Things of the Past: 10 Nov 1991
This post – or rather a diary entry of today – is not about my favourite artist of all times, Matisse, and his two paintings (Dance and Music from The State Hermitage Museum, St Petersburg) that have inspired me as a leitmotif in the joie de vivre – both of which I managed to see displayed opposite each other in the Matisse show in Paris (1993) and, even more, I personally encountered the Dance at the Royal Academy of Arts while working there on the show called From Russia (2008). Although there are analogies between the two paintings and this post, the post is nonetheless about one of my 10 anniversaries (10 Commandments List 2016) that I am celebrating this year – i.e. today is 25 years since I was refused to enter UK on a YU passport (10 Nov 1991)!
I have been writing a blog post “‘I ONCE WAS A REFUGEE’ or ‘WAS I AFTER BRITISH PASSPORT’?”, the title of which is based on two things of the past I was accused of. The post is triggered as a result of the interview for my first British passport that took place 14 days before the UK referendum on EU membership. I was asked two questions for which I had not been prepared and are core to my blog post: the history of my settlement in the UK and why I have not applied for a passport for so long after my naturalisation process in April 2012! The interview opened up ‘THE WOUND’ that kind of magically got suppressed into ‘the bubble of a politically correct world’, into which I have somehow managed to integrate! I have now decided to make it public once and for all as a process of reconciliation through the blog post – especially since I am not ‘friends with taboos’ and I feel I have the right to say now that I am FINALLY a British citizen. Above all, it is vital from my own perspective that I deal with the issue and move on. But, all I can say, I shall never forget this most ‘surreal’ experience in my whole life apart from the two events of air-bombing by the YU army! I know the latter sounds very pathetic in comparison to what happened in Bosnia or any other war zones past and present, but I DID nevertheless experience the bombs above my head after all, and the feeling of fear from bombing was not nice then and is not pleasant even so many years on!!! No wonder why I turned out to be a fully-fledged pacifist that is top-to-bottom inside-out ANTI-anything-and-everything to do with guns, violence and wars! The piece is still unfinished, but I thought I would share an extract from it as it is relevant to today’s anniversary:
“I once was ‘a refugee from the YU war zone’ if only for a few hours, while being put into a detention centre at Dover – if only verbally labeled by border officials since my YU passport did not have information about the state in which I was born (FYI, there were 6 states within YU)!
…
It was my 23rd birthday (10 Nov 1991). 10pm. I was offered a portion of fish and chips by one of the immigration officers ‘to heal my headache’ [exactly his words]! But no cake! Not even a slice of sugar! Forget about a glass of wine! Austerity budget cuts already felt even then! Luckily, I was not alone ‘at my birthday party’. It was just two of us, that’s all. My ‘dance’ companion. A man with no name. A bloke from Africa. Did he invite himself, or did I send him an invite? I cannot remember. It does not matter. But he was there. Someone was there. Someone came to my party. I was not alone. Together we ‘danced’ to ‘the music’ as motionless and silent as figures in Matisse’s Dance and Music waiting to be given to ‘the right owner’! We were so exhausted from ‘the party’, to the degree that neither of us felt hungry or thirsty! Just in total ‘ecstasy’ from such gloriously momentous joie de vivre!

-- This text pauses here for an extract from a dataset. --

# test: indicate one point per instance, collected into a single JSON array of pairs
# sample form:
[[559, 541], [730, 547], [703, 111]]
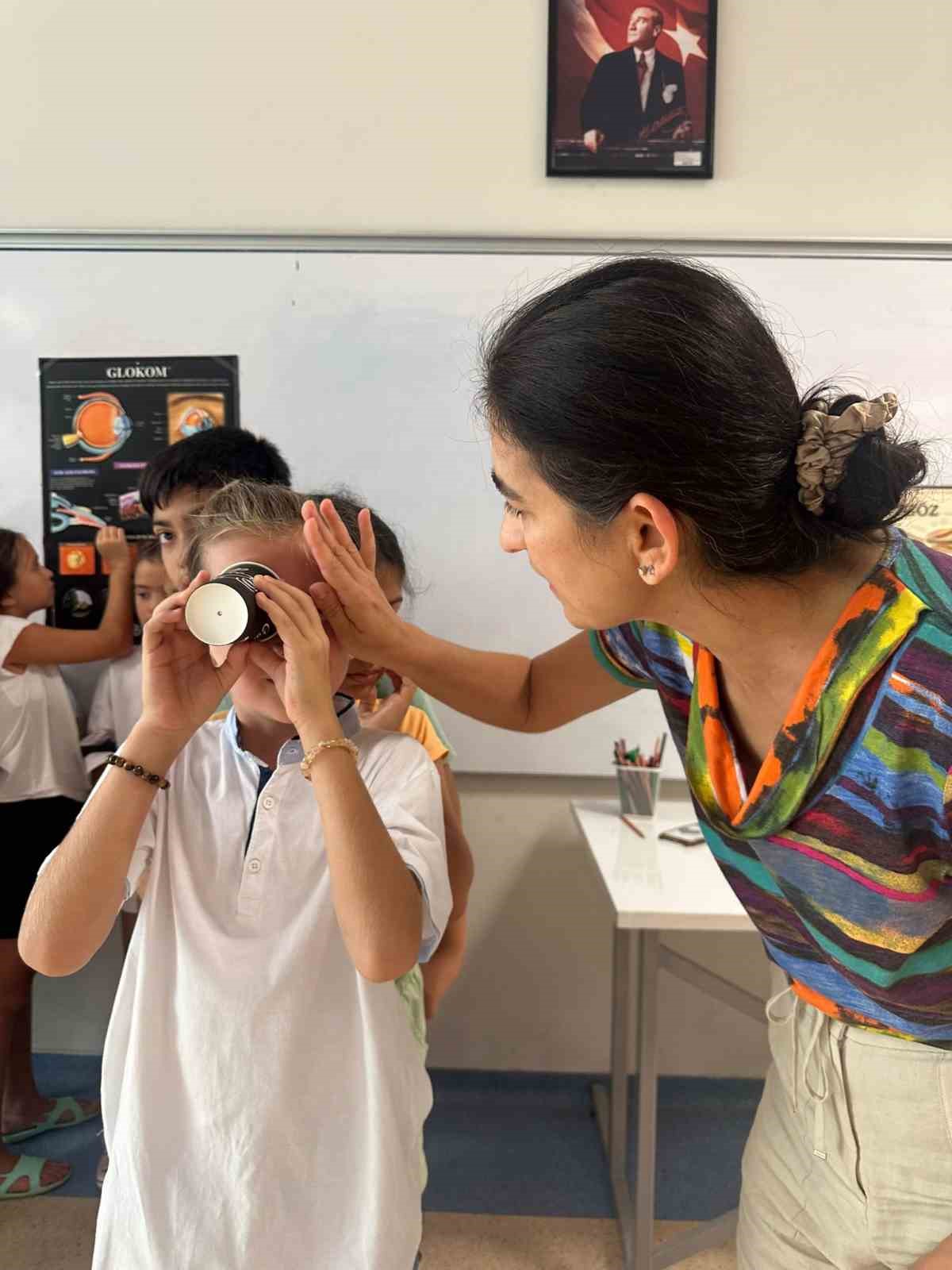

What happened to him, I have no idea, poor chap, but I am sure he was less fortunate than myself. After all these years all I wished I knew his name! Please forgive me, my invisible ‘dance’ companion! The border officials explained to my then British boyfriend (now husband) that my chances of a re-appeal were very high in ‘my favour’ –
‘because she is a WHITE European.’ [exactly their words]
EXCLAMATION MARK.”
Thank you very much to those who have helped me on the way (I shall not identify you by name, but, if you are reading this ‘waffle’, you can recognise yourselves as you may still remember my ‘wonderful’ experience in Dover, although the last ‘bit’ in single inverted commas is being made public only now! Now, as a naturalised Brit, I am finally able to say that I am not proud of that ‘welcoming’! I have never ever talked about it openly before. But as the wound came out of the blue at the passport interview like those bombings from the clear blue sky during those surreal moments in June of 1991 (imagine the madness in Apocalypse Now accompanied by the tunes of The Doors, that’s how it felt), I decided it is high time I dealt with it. Yet that horrendous experience will never be forgotten: not a very pleasant feeling to be living with ‘having a privilege’ knowing that I was racially compared to someone from Africa as a superior human being ‘because I am white’ before I had even decided to move to the UK for good! My ultimate question now is, after Brexit, as to why I did not make a U-turn then! I am now not only labelled a WHITE European but also, since this year, as an EASTERN European from the EU! Because of hate speech that has entered into a public domain as it has been given a valid currency again after years of being suppressed. You may think why do I care about all of this as, after all, I am a Brit. Not quite – it is not that easy. After all, the anti-immigration insults were/are also against me, too! Against my origins! Or shall I just say, WTF – I shall dance to the music and ski in between: I am a Slovene by origin, a British by personal choice, a European by cultural heritage and, above, a citizen of the world by heart and soul! White supremacy and xenophobia, based on geographical and cultural identities as well as religions, can just bugger off!